Mais pour comprendre comment fonctionnent ces adverbiaux dans la phrase, il faut distinguer ce que l’auteur appelle le noyau, le foyer et la portée de l’adverbial. On peut dire simplement que le noyau est un élément textuel ou un élément dans le paradigme qu’introduit l’adverbial paradigmatisant. Le foyer, est le champ de l’opération de l’adverbial, le cotexte dans lequel il opère, il est le résultat d’une focalisation qui a lieu au moment même où on parle 2 . La portée est, au départ, une notion sémantique qui se présente comme un résultat ultime après la détermination du noyau et du foyer de l’adverbial. C’est exactement la partie de la phrase qui est pertinente pour l’interprétation de l’adverbial.

À propos de : Même Pierre est venu, on peut dire simplement que Pierre est le noyau de l’adverbial et le reste de la phrase constitue sa portée. Rappelons que dans tout état de cause, la structure prosodique de la phrase constitue une composante cruciale de la théorie linguistique de la focalisation développée par l’auteur mise en œuvre dans l’explication et l’interprétation du fonctionnement des adverbiaux. Pour expliquer les différents mécanismes de la portée, l’auteur a commenté ainsi les exemples suivants :

‘343. a. Marie aussi se plaint très rarement.’ ‘344. b. Très rarement, Marie aussi se plaint.’ ‘« Dans (a), toutes les personnes dont il est question se plaignent très rarement, alors que dans (b) rien n’est dit à propos de la tendance qu’ont les autres personnes à se plaindre. En effet, on est plutôt incliné à penser que ces autres personnes se plaignent plus souvent que Marie. Cette différence se ramène à une différence de portée. Dans (a), très rarement est dans la portée de aussi, alors que dans (b), l’ordre est inverse » 3 . ’

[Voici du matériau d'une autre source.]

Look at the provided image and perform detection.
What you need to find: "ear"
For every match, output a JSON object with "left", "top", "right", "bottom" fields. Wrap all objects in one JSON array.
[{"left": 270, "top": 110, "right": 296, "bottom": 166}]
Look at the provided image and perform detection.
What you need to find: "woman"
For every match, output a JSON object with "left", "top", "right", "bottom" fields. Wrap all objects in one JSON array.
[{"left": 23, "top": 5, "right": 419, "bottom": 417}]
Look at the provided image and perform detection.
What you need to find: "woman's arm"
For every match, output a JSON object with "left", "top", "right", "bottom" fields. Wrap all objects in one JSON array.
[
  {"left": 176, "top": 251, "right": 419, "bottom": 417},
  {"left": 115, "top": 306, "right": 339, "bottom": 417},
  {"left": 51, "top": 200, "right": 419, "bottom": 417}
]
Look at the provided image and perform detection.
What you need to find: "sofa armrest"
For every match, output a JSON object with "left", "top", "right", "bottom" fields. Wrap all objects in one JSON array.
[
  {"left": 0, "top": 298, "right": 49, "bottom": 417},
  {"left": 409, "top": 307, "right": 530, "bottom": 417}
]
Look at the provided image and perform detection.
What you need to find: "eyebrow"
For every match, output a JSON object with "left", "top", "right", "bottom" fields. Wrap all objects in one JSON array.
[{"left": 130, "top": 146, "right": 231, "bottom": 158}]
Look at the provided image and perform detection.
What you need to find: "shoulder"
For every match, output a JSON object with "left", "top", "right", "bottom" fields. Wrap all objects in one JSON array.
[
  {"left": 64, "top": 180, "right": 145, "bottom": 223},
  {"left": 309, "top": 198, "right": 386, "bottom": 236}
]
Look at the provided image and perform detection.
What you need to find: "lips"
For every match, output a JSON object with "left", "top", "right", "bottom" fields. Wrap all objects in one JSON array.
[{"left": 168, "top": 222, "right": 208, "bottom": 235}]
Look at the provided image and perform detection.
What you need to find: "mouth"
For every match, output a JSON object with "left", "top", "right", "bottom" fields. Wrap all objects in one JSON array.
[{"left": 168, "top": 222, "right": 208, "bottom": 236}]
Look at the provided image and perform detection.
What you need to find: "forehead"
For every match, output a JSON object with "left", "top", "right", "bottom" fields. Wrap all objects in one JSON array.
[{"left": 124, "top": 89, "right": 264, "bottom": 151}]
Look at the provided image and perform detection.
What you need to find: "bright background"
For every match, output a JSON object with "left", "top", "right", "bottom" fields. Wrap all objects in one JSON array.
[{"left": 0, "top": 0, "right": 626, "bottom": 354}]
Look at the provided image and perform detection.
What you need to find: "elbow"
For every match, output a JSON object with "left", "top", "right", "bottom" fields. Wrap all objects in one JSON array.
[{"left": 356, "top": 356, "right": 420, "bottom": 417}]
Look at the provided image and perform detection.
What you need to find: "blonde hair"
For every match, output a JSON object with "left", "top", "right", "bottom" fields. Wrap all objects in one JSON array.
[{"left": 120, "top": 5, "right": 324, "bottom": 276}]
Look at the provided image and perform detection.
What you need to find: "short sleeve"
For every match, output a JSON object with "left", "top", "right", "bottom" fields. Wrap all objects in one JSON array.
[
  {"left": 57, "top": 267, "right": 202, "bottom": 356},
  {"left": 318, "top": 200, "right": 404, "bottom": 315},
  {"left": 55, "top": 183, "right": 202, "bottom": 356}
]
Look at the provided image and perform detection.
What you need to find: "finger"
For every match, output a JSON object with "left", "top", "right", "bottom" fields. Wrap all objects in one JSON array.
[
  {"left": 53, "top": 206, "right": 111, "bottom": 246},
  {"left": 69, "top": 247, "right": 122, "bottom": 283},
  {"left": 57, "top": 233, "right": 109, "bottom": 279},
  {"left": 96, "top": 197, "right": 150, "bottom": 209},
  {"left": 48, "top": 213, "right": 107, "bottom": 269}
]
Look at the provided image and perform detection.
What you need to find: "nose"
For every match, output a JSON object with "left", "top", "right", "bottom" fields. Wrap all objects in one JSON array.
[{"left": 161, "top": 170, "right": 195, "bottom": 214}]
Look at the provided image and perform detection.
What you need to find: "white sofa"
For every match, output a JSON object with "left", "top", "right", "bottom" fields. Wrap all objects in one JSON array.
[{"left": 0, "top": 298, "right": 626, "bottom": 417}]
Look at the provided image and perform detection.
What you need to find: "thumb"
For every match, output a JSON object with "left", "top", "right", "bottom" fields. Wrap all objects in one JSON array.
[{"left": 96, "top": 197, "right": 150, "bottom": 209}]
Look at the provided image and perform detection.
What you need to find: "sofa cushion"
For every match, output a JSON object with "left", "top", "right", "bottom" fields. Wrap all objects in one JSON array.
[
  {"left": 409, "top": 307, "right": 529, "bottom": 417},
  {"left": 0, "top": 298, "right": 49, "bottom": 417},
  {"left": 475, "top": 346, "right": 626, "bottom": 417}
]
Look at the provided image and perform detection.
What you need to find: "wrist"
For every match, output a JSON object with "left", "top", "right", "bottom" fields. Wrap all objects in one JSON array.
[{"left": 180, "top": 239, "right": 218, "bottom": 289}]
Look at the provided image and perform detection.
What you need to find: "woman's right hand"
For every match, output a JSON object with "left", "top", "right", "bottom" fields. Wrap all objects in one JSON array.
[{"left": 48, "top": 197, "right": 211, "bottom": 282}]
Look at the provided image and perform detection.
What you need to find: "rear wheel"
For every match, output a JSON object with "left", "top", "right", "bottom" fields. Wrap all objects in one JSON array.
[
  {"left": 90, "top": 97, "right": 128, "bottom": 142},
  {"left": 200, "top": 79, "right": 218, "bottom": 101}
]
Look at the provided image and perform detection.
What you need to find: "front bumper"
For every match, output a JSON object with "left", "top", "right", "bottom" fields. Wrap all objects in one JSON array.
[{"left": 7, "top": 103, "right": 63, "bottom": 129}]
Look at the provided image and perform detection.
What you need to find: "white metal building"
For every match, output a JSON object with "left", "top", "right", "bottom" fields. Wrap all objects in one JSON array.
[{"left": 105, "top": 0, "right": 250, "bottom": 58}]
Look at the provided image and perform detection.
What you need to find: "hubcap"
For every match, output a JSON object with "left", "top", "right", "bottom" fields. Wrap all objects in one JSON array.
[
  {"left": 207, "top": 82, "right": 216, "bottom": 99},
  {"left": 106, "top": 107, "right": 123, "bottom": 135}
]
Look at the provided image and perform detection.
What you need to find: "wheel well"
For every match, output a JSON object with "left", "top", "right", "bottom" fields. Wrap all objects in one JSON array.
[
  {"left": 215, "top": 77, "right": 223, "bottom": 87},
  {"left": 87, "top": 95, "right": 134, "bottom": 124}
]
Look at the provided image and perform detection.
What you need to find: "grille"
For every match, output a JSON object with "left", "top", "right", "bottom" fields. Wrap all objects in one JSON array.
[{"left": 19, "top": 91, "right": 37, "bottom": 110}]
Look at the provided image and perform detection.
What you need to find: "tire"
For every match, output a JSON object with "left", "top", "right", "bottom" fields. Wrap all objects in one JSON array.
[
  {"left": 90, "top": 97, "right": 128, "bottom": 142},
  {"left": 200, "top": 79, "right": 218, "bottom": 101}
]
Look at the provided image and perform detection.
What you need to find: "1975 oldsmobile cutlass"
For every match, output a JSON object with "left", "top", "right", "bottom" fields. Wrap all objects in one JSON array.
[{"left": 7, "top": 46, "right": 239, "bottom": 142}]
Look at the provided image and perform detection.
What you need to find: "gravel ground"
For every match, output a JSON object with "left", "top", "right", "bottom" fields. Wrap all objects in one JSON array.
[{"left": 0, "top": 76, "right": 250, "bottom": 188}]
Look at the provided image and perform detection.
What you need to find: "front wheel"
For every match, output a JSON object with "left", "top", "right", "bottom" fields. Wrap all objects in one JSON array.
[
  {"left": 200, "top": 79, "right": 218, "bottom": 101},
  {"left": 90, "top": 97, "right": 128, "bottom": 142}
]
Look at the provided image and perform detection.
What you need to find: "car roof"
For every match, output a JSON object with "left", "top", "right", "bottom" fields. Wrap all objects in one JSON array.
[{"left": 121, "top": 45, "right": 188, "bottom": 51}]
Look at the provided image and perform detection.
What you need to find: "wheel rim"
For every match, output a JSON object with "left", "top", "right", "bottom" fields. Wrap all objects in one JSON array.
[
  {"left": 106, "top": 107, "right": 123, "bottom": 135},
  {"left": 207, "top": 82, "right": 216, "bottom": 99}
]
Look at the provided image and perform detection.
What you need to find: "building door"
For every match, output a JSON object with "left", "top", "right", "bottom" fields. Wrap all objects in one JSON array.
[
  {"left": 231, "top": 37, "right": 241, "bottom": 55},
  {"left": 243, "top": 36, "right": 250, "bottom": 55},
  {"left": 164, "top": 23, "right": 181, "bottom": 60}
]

Les adverbes paradigmatisants sont divisés donc en deux groupes, d’une part même, aussi et surtout, ayant la même syntaxe que les adverbes de phrase. Ils se présentent dans l’énoncé comme des additifs. D’autre part il y a seulement, exactement, au moins. Les éléments de ce groupe se distinguent du précédent par le fait qu’ils sont moins mobiles dans l’énoncé.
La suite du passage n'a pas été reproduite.